NEWPORT NEWS, Va. – It's been 30 years since a project in Miami-Dade County found that blasting wastewater with electrons could clean it, removing all kinds of stuff, from microorganisms to harsh chemicals.
All that was needed was some intrepid scientist or engineer to come up with an accelerator that was cost-effective, compact and user-friendly enough to clean wastewater on an industrial scale.
The world is still waiting for it.
Many countries have been inching forward in using accelerators for environmental remediation — removing toxic dyes from wastewater at a textile factory in South Korea, for instance, or sulfur dioxides and nitrogen oxides from flue gases at a power plant in Poland.

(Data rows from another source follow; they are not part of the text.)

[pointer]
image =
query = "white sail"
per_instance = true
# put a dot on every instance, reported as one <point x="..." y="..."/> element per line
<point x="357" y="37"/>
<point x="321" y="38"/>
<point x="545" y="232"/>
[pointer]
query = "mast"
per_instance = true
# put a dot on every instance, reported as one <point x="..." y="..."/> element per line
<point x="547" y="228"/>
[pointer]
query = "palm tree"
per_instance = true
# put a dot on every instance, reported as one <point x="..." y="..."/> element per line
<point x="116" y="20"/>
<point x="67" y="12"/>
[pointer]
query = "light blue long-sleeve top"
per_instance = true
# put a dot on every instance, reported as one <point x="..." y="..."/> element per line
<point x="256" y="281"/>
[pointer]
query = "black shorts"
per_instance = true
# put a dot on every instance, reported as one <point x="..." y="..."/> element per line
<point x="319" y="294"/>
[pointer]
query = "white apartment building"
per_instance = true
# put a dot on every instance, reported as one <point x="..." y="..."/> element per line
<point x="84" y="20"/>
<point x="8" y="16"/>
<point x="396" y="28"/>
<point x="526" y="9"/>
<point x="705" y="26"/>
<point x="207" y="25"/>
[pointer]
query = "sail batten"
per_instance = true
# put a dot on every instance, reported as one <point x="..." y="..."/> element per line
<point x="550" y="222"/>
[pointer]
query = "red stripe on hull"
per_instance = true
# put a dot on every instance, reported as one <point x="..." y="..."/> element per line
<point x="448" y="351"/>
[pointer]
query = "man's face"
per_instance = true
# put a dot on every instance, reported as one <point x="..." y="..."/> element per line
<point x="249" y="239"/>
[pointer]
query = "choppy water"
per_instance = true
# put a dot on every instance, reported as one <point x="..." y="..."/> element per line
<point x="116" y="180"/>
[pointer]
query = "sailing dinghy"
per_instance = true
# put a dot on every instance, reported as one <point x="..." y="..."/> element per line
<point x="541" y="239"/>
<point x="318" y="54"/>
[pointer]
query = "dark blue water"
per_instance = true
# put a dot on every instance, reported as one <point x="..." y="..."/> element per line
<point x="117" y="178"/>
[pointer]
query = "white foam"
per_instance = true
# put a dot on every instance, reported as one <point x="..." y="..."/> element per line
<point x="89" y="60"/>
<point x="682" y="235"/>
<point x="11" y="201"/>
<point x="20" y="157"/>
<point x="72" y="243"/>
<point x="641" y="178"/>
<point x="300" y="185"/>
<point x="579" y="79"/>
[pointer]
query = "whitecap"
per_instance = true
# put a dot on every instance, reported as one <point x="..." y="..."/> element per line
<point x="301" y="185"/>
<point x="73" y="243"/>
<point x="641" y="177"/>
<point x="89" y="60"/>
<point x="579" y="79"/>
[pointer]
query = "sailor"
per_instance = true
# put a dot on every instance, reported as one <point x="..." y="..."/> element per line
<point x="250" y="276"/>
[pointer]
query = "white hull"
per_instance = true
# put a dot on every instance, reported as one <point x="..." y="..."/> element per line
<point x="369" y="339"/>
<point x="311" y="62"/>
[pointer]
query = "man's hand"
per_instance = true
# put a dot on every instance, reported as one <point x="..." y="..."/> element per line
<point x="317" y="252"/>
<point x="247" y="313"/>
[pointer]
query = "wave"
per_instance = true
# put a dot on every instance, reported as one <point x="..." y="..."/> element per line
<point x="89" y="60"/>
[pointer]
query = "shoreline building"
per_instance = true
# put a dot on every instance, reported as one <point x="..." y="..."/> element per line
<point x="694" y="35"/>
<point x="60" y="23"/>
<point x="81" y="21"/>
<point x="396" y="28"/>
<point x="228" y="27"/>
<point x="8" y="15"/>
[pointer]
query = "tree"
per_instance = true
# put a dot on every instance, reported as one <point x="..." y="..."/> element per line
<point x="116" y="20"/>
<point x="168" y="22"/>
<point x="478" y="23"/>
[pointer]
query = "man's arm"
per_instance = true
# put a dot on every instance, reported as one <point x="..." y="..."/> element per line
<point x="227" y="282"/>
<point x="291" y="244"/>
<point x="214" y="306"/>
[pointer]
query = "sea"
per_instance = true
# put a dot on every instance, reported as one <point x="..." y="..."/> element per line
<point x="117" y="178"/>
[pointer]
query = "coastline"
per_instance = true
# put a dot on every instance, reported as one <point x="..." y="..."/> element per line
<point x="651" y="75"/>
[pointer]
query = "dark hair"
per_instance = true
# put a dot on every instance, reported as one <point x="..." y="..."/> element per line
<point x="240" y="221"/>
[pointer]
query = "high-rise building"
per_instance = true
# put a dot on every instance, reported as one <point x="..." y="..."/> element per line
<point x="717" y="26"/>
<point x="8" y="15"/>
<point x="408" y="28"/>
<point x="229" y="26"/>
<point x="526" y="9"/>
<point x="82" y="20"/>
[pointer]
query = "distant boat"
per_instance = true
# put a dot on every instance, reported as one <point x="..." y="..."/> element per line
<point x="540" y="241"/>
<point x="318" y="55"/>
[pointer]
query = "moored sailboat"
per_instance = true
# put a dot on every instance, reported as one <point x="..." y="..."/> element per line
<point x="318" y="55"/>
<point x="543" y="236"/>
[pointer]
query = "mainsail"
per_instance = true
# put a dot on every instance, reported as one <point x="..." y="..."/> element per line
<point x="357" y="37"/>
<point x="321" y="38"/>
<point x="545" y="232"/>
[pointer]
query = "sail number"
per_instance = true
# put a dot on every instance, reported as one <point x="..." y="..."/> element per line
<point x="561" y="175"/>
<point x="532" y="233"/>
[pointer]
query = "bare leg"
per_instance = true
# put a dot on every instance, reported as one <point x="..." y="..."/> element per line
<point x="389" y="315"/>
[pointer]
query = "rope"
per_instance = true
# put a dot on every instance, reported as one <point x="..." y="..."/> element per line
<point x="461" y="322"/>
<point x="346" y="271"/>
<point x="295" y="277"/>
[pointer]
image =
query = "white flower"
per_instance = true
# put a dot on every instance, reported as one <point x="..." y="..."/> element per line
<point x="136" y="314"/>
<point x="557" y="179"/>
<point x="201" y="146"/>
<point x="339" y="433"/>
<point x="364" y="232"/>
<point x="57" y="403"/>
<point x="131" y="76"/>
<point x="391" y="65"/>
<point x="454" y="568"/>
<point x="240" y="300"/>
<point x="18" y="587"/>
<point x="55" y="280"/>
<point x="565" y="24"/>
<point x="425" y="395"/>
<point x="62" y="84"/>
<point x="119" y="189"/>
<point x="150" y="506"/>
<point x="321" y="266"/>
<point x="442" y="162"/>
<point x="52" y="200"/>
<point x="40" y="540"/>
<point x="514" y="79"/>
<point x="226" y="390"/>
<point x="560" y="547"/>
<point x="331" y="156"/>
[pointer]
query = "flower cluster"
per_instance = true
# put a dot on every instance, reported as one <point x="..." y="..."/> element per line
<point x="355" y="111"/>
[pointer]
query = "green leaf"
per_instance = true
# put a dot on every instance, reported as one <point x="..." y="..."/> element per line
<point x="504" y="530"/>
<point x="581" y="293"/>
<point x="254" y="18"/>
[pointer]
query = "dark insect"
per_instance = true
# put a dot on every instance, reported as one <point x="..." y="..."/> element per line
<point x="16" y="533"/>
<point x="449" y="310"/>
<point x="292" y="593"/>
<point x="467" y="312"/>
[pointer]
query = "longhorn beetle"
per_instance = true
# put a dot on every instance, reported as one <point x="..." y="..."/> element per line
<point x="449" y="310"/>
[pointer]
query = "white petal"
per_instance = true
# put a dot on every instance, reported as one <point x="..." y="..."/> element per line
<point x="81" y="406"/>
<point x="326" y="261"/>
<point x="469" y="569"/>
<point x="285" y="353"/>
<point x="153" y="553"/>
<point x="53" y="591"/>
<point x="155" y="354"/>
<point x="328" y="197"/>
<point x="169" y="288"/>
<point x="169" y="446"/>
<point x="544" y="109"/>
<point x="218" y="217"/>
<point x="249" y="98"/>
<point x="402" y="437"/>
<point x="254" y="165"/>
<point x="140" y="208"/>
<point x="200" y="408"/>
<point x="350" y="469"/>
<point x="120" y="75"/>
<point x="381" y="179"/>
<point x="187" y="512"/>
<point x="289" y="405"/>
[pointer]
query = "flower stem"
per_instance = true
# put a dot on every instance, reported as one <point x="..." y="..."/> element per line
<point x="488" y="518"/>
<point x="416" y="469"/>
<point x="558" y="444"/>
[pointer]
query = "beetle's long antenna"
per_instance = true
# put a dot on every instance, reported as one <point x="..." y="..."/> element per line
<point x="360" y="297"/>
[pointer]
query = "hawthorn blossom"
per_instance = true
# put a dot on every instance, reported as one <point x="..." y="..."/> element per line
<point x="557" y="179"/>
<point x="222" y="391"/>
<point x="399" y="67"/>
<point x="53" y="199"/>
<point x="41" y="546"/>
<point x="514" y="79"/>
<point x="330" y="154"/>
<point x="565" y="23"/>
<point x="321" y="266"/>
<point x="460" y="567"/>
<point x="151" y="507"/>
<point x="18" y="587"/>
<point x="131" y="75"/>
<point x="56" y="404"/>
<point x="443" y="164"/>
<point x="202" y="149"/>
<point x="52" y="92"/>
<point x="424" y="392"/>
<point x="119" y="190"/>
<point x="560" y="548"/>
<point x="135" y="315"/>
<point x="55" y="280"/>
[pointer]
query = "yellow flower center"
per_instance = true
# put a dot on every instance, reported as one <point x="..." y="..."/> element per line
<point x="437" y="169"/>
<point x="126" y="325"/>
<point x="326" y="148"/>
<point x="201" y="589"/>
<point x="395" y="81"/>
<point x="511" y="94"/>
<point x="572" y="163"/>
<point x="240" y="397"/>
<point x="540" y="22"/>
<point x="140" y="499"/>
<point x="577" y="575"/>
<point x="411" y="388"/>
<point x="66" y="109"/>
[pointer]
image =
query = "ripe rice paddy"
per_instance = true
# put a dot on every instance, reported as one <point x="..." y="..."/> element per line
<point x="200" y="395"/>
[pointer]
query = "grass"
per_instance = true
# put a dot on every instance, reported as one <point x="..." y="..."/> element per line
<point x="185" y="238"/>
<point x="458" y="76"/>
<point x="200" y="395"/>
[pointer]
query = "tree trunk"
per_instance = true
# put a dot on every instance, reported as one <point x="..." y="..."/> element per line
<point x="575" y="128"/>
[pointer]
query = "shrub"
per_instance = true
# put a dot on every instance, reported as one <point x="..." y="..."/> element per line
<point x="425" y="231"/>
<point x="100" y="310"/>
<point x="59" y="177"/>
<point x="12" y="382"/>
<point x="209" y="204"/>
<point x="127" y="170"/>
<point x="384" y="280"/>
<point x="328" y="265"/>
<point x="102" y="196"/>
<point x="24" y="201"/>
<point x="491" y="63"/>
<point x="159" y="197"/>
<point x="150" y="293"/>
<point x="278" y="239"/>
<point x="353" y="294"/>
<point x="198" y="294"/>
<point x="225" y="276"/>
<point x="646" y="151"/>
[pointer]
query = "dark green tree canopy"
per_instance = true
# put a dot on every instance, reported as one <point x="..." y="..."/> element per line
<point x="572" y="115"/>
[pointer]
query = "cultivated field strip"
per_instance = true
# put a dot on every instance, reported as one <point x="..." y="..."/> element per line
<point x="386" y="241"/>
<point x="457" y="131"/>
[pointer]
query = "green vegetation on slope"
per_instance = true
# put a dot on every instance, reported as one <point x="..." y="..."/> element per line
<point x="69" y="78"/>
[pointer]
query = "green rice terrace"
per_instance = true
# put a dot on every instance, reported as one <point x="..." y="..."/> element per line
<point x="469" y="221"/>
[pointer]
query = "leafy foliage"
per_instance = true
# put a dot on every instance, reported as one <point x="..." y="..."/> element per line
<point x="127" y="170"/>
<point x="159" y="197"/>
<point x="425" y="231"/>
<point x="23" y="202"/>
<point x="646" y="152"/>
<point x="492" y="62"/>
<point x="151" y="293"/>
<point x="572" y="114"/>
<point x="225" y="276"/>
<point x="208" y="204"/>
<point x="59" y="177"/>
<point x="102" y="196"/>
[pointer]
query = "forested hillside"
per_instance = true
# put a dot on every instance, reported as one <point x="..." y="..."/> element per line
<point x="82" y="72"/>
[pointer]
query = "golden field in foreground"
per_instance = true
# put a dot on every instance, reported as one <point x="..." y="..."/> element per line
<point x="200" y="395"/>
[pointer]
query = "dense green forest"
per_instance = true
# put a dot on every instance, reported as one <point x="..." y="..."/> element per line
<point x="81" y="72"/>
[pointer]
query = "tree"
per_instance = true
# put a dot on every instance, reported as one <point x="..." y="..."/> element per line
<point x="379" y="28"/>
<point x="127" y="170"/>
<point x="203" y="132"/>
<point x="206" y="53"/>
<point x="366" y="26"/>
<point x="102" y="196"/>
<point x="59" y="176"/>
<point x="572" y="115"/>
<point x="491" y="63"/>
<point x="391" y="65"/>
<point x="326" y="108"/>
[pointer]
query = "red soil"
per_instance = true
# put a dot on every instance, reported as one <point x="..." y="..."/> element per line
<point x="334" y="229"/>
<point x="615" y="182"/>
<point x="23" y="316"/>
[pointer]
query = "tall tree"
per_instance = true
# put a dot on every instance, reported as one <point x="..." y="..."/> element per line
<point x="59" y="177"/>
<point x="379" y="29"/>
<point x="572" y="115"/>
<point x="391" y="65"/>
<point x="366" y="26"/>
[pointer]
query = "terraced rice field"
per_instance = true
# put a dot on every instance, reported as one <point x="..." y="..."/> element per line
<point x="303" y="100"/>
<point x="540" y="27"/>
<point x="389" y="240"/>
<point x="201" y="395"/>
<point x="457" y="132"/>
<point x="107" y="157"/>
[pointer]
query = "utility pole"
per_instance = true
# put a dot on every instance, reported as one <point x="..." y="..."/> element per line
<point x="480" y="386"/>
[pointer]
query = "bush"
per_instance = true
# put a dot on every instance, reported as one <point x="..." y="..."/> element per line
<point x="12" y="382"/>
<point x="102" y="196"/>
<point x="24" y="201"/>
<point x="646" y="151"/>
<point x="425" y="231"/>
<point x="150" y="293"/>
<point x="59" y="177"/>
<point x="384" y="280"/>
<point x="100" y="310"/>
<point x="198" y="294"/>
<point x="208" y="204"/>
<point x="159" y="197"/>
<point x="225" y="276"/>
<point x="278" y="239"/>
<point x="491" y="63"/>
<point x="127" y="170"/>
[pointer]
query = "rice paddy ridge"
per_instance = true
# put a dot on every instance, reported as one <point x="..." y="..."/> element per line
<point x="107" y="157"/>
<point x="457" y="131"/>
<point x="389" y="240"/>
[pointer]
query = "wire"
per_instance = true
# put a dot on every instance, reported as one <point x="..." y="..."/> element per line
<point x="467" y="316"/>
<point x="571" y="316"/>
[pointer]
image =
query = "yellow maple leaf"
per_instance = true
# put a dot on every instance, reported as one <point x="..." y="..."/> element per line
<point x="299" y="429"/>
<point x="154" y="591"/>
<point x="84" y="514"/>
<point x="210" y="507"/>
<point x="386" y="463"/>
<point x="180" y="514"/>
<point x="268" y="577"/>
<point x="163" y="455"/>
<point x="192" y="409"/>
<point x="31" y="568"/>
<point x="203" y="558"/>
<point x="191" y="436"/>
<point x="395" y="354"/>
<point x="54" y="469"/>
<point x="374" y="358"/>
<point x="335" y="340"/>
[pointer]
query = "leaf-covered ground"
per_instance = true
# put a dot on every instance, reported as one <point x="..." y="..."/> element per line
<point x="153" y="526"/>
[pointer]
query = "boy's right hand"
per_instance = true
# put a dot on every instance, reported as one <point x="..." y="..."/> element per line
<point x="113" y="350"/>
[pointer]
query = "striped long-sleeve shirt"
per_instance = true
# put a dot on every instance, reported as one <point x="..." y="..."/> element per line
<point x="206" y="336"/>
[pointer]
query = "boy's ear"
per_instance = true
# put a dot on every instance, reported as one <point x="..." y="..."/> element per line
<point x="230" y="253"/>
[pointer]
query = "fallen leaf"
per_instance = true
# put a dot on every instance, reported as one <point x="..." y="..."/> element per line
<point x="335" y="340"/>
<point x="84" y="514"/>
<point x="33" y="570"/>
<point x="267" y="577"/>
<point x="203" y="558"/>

But such devices are still too big and unreliable.
Physicists at Jefferson Laboratory in Virginia are working on two designs that they hope could change that. Fay Hannon is dreaming up a low-energy, portable accelerator for environmental cleanup, while Gianluigi "Gigi" Ciovati is figuring out how to use a commercial cryocooler to stabilize a more powerful accelerator he's designing.
"I'm of a generation where environmental protection really weighs on your mind," Hannon said. "In this case, wastewater treatment is not my specialty, but providing the resource that can do that is."
Hannon considers herself an electrical engineer turned physicist. "I've always been interested in things working nicely and neatly and being able to predict it," she said.
Now she's trying to design a nice, neat and predictable accelerator. "It's the wall-plug power, what you're pulling from the grid to operate this, and how much dose you get from that — that's the real step forward that we're trying to make," Hannon said.